The ideal setup and water parameters for a betta tank include:
- Minimum tank size: 5 gallons (18.9 L)
- Water temperature: 78-80° F (25.6-26.7° C)
- pH: 6.5-7.0
One of the biggest problems regarding water quality is a tank that is too small. Betta fish need a 5-gallon tank at a minimum.
Though betta fish aren’t the most active swimmers and don’t need much extra space, a larger water volume makes it much easier to maintain water parameters.
Not only can incorrect water parameters cause your fish to become lethargic, but strong currents and aggressive tank mates can also make your fish more reclusive and likely to stay towards the bottom of the tank.
With poor water conditions, your fish could also be experiencing ammonia or nitrite poisoning. Always remember to use a water conditioner to help keep your tank safe and clean.
Ammonia is deadly to fish. Even in small amounts, increased ammonia levels can chronically affect fish over time.
Ammonia poisoning is the result of dirty water or a tank that isn’t cycled. In a mature setup, ammonia is quickly converted by beneficial bacteria to less toxic forms of nitrogen, like nitrate.
Nitrate then needs to be removed by frequent water changes and good tank maintenance.
In newly set up tanks, the beneficial bacteria aren’t established enough to complete this process. As a result, toxic ammonia levels stay in the tank water, making their way into the gills and organs of your fish.
This leads to physical internal and external damage for your fish as the tank water burns. This can definitely cause your fish to lay at the bottom of the tank or swim in front of a strong water current to try to get additional oxygen.
Even though betta fish are considered hardy fish for beginners, their tank still needs to complete the nitrogen cycle.
Nitrite poisoning is similar to ammonia poisoning. Instead of directly burning your fish, nitrite causes a chemical reaction.
The chemical structure of nitrite allows it to bind to hemoglobin in blood where oxygen could otherwise bind. This causes low concentrations of oxygen in the blood, leaving your fish to suffocate from the inside out.

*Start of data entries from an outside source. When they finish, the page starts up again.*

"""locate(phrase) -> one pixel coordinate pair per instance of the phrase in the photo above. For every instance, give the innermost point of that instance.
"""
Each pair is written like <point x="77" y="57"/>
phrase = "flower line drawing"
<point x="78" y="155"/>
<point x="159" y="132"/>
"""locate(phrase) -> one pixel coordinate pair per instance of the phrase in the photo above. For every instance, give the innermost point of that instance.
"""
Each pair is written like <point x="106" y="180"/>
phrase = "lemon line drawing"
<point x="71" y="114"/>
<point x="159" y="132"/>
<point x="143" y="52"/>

Nitrite poisoning is caused by nitrites being present in the aquarium water. This is the second phase of ammonia in the nitrogen cycle and is just as deadly.
Since fish are deprived of oxygen in these conditions, they will often become lethargic and lay at the bottom of the tank. When they have the energy, they may also swim in front of currents to try to take in more oxygen.

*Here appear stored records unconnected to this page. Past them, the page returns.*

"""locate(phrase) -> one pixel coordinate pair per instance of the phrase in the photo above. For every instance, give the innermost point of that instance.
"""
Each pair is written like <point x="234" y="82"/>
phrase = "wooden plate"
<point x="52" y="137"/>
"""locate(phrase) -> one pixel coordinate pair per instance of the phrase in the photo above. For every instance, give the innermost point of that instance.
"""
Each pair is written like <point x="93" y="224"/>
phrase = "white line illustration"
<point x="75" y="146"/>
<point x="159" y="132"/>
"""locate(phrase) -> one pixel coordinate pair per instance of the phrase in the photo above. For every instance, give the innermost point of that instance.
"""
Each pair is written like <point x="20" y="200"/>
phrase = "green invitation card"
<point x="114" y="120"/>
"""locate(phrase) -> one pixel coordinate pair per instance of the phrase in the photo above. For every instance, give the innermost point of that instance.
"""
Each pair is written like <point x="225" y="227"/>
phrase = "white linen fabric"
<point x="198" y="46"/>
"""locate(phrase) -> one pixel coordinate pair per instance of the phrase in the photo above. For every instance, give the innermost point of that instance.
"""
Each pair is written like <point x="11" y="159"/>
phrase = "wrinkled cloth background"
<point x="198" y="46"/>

A good way to prevent this is by allowing a new tank to fully cycle and keeping up with daily tank maintenance.
How Do You Know If Your Betta Fish Is Dying?
Sadly, if your fish laying at the bottom of your tank, it isn’t a good indicator of its future. How do you know if it’s too late to save your fish?

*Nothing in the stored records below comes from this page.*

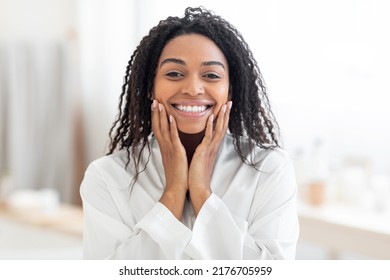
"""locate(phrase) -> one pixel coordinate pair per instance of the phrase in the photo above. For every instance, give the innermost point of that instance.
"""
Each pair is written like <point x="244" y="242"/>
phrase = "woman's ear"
<point x="230" y="93"/>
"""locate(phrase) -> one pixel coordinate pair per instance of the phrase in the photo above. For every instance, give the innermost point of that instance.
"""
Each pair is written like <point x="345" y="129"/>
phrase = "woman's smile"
<point x="192" y="81"/>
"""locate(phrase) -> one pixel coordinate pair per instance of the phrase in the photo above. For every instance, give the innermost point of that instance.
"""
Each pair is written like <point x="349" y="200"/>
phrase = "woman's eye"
<point x="174" y="74"/>
<point x="211" y="76"/>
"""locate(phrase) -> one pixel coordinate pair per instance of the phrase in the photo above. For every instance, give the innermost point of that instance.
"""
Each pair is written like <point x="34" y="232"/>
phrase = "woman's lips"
<point x="192" y="108"/>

A dying betta fish will be incredibly weak. They won’t be able to keep themselves upright and will often have faded colors.
For a few days prior, they may have a loss of appetite, be more prone to bodily injury, and display odd behaviors, like flashing, scratching, and labored breathing.
If your fish is lying completely on its side, breathing quickly, and getting picked at by other fish, it is usually too late.
However, if your fish is still making attempts to swim around your aquarium, then it may be time to move the fish to a quarantine tank and treat it aggressively.
If your fish is laying on its side and there are no signs of illness, disease, or poor water quality, then it may just be your fish’s time. Betta fish only live for about 2-5 years on average in captivity and there’s no telling how old your fish truly is when you bring it home.
A natural passing as your betta ages should be quick and painless. Your fish may still exhibit some loss of appetite and general lethargy, but there is nothing that can be done when the time comes.
It can be very concerning to see your betta fish laying at the bottom of the tank. This behavior is usually the result of a larger problem, like disease or poor water quality, and needs to be addressed immediately.
However, sometimes you may just have a lazy or sleepy betta with no underlying conditions. Even if that’s the case, continue regular tank maintenance and test parameters to ensure there is nothing wrong.